House debates
Monday, 26 May 2014
Questions without Notice
Child Care
3:08 pm
Sussan Ley (Farrer, Liberal Party, Assistant Minister for Education) Share this | Hansard source
I am pleased to have a question from the member for Wannon who has fought very hard for his constituents on the matter of occasional child care. I visited his electorate in 2011 and met with UnitingCare. They had lost $15,000 in funding overnight without any consultation with the then minister. The service had been forced to reduce hours and raise fees. So I am pleased to reiterate the coalition's commitment to reinstating the $12.6 million in funding for occasional child care slashed by the former government. This will assist parents, particularly those in rural and remote areas such as Wannon.
There are many reasons why families might need to access occasional child care—casual work, illness, unexpected life events; sometimes for rural and regional children it is the first important form of socialisation before school. Thousands of Victorian families rely on this form of child care operating from hundreds of centres across the state. Earlier this year I wrote to state and territory education ministers seeking their support for participation in the program, along with a commitment from them to meet 45 per cent of the cost as they did under the previous arrangement. I look forward to this form of child care getting back up and running after the previous government increased the cost to parents for child care, overall, by 50 per cent.

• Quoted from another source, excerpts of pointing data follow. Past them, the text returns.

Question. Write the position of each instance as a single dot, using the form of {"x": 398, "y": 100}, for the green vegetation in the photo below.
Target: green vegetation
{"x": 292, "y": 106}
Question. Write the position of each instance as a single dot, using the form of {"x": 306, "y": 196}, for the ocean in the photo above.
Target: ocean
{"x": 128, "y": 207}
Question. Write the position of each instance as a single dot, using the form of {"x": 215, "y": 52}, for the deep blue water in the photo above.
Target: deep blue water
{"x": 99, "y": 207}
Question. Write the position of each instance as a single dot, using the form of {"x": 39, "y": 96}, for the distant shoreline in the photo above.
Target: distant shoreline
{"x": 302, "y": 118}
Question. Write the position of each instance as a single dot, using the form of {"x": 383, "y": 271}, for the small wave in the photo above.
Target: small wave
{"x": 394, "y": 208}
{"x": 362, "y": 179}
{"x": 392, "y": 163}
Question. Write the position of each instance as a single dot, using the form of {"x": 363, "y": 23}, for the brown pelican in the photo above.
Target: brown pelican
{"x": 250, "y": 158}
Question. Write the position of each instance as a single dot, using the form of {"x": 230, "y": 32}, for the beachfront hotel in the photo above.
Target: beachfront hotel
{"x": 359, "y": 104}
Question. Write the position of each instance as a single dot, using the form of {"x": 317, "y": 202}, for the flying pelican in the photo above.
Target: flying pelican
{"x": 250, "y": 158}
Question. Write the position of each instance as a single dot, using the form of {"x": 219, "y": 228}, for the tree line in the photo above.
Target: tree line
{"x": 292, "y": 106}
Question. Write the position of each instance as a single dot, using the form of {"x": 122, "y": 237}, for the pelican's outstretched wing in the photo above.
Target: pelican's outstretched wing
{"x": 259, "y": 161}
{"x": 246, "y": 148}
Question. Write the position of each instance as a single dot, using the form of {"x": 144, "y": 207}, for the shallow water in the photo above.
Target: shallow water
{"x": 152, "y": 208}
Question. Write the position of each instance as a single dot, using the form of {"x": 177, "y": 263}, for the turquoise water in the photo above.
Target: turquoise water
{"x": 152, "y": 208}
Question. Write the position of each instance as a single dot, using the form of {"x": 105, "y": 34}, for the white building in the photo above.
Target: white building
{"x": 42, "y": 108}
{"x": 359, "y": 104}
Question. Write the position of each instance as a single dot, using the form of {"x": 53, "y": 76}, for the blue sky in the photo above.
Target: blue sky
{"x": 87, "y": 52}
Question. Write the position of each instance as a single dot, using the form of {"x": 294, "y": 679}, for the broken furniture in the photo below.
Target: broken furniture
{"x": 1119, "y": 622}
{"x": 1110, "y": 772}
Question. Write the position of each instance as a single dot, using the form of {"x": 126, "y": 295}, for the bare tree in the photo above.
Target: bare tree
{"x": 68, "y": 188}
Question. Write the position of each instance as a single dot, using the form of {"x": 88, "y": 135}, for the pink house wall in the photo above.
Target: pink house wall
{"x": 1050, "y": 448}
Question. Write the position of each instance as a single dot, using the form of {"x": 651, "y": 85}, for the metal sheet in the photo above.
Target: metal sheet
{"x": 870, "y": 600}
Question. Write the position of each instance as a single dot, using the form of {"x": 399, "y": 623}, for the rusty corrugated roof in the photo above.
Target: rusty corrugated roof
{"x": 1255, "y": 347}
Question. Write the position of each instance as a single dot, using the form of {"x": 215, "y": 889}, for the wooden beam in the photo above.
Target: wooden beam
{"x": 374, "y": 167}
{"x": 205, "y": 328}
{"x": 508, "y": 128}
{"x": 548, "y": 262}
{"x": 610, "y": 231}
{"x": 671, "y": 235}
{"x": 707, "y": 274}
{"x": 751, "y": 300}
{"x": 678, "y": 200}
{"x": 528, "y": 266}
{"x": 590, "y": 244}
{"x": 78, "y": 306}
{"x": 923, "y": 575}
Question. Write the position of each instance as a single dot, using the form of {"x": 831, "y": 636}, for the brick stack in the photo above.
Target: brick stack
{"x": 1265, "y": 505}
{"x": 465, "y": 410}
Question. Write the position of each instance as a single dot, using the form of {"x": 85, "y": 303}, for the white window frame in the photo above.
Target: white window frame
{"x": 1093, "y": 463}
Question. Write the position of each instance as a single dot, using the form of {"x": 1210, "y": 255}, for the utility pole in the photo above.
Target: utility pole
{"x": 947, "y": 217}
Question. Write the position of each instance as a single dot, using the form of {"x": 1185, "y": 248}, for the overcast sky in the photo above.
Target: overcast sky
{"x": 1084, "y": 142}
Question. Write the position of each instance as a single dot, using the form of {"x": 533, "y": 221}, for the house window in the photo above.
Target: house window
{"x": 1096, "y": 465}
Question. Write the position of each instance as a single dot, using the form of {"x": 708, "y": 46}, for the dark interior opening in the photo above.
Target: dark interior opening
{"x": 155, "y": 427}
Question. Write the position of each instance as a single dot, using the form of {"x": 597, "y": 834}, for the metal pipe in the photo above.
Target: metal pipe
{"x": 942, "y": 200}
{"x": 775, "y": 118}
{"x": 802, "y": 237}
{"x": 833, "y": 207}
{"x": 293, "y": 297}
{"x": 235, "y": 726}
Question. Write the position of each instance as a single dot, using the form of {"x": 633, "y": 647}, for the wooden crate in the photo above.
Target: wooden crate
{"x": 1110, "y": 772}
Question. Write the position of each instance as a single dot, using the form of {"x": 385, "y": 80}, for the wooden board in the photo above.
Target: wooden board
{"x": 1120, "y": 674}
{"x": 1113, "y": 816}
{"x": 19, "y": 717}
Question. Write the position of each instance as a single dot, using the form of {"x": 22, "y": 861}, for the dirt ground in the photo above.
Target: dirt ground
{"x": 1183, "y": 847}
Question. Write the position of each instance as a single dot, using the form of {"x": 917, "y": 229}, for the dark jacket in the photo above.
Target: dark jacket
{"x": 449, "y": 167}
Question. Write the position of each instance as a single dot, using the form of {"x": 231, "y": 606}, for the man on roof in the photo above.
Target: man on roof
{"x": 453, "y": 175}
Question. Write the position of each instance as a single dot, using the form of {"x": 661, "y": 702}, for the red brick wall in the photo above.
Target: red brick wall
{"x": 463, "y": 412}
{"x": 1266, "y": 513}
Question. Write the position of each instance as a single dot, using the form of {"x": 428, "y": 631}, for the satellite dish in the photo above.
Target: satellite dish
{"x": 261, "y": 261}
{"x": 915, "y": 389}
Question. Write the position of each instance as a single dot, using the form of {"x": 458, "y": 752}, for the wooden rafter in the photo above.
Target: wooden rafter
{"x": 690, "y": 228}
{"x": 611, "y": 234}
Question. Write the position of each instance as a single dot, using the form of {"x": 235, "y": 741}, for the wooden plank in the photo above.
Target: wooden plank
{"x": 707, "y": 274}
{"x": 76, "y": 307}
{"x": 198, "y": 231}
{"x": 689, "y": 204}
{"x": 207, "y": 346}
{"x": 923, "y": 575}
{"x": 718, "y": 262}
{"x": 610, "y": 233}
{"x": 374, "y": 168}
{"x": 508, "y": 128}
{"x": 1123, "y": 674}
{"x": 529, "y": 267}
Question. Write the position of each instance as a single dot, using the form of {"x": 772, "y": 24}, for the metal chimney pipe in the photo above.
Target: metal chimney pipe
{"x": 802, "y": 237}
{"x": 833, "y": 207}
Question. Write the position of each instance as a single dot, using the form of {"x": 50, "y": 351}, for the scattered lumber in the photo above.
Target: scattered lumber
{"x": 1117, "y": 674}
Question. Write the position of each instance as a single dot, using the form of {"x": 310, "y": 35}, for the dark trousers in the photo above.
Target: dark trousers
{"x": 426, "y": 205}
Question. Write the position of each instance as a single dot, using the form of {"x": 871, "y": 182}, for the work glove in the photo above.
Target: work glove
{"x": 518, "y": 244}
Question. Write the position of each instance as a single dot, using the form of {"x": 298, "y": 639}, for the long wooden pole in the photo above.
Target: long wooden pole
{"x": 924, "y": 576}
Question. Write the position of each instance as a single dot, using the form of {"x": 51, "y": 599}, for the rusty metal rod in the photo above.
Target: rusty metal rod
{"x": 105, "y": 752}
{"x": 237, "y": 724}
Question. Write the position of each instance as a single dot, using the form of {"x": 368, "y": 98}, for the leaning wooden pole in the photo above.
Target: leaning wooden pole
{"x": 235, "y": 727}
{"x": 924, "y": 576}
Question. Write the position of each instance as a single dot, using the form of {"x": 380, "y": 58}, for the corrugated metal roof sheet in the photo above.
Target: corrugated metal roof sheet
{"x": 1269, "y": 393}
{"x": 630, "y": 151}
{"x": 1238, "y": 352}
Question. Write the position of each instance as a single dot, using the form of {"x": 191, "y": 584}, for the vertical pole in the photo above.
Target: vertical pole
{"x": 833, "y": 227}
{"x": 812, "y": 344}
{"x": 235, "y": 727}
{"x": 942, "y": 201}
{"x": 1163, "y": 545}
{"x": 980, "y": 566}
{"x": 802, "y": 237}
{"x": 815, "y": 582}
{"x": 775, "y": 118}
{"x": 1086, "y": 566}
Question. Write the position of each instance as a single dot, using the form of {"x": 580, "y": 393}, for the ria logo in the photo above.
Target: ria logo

This is a government that stands up for what we know to be right, not what we know to be easy. I think the worst thing that any of us can be accused of in this place is believing in nothing. I sat on the opposition benches for six years while two successive Labor prime ministers delivered five successive budget deficits, trashed the national accounts, trashed our economic credibility and ran up a billion dollars in interest payments every month—all in a desperate attempt to buy votes. It was a desperate attempt to buy votes by buying things the country did not need with money the government did not have and, with respect to the deal with the Greens, to impress people they did not even like. They were a Labor party that believed in nothing then and which believes in nothing now. By contrast, we stand here to make the difficult decisions for the good of the nation. I encourage members opposite to support our reinstatement of this vital form of child care.